The Retailers Association of India (RAI) conducts fortnightly surveys to get knowledge of the current retail scenario in the country and their 5th edition indicates signs of marginal recovery in the month of July wherein business was down 63 per cent year-on-year (Y-o-Y) as compared to June, which experienced a decline of 67 per cent.
However, June also showed signs of retail picking up after an 80 per cent downturn in April Y-o-Y.
The category wise breakdown of recoveries in the second half of July were food & grocery (-46 per cent Y-o-Y) and consumer durables (-31 per cent Y-o-Y), while others such as apparel & clothing (-69 per cent Y-o-Y), sports goods (-69 per cent Y-o-Y) and beauty & wellness (-65 per cent Y-o-Y) have also not yet recovered.
Although degrowth in business has continued through July, the worst affected were businesses with turnovers from Rs. 20 to Rs. 300 crore in East India at -73 per cent Y-o-Y and above Rs. 300 crore in West India at -64 per cent Y-o-Y.
However, businesses with turnovers up to Rs. 20 crore are showing better signs of recovery in Northern India at -35 per cent Y-o-Y.
RAI has also put forth these concerns before respective state and local authorities asking them to consider the propositions of retailers that will help them get their businesses back on track.
Kumar Rajagopalan, Chief Executive Officer, RAI, said “With Unlock 3.0 now being rolled out across the country, there is a possibility of significant sales recovery for retail businesses.

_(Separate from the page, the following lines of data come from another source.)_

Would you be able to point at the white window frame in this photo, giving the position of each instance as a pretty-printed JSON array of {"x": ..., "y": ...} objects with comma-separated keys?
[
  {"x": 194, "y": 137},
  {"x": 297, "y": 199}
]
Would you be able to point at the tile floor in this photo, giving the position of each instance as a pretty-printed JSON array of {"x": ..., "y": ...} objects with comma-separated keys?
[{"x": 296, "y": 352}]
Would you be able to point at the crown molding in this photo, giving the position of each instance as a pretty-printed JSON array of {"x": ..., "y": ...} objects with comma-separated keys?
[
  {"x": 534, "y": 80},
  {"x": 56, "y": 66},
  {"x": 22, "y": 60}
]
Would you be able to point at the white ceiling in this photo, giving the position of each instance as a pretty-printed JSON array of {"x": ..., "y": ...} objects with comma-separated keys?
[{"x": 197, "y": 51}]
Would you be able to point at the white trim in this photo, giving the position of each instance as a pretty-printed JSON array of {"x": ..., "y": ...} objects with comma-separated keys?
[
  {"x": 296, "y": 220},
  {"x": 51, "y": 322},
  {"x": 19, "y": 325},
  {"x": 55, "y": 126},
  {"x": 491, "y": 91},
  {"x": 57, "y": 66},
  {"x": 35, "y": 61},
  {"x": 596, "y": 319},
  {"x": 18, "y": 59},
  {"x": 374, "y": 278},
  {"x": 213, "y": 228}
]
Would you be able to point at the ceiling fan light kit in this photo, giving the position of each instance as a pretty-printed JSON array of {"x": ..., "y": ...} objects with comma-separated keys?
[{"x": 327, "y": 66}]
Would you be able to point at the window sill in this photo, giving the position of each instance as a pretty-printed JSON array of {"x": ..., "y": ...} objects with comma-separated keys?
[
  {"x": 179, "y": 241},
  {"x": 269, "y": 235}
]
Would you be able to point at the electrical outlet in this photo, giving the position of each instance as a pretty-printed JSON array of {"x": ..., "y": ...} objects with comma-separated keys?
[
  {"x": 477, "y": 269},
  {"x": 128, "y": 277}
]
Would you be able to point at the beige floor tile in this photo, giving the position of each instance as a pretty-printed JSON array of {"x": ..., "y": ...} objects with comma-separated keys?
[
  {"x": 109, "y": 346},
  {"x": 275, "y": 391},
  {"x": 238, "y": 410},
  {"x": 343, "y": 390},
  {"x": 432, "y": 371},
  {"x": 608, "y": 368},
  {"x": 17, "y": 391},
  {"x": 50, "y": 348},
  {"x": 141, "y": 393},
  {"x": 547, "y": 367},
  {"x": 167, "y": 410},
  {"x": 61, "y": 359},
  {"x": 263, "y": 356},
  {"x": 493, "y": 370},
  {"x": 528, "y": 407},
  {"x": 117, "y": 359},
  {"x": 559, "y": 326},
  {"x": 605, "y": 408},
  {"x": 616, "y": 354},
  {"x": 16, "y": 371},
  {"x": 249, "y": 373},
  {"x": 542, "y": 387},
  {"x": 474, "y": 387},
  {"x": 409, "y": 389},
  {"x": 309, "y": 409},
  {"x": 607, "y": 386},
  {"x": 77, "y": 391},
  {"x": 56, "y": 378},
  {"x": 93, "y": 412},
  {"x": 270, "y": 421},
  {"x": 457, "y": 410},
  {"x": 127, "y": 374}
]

It is observed that in places where the local authorities have been supportive, there is confidence in the minds of consumers. If the retail industry continues to be under pressure, it will have a serious rippling effect on other sectors such as manufacturing, entertainment and artisans among others.”
He also noted that weekend curfews and localised lockdowns in certain parts of the country have hampered the path to revival for retailers.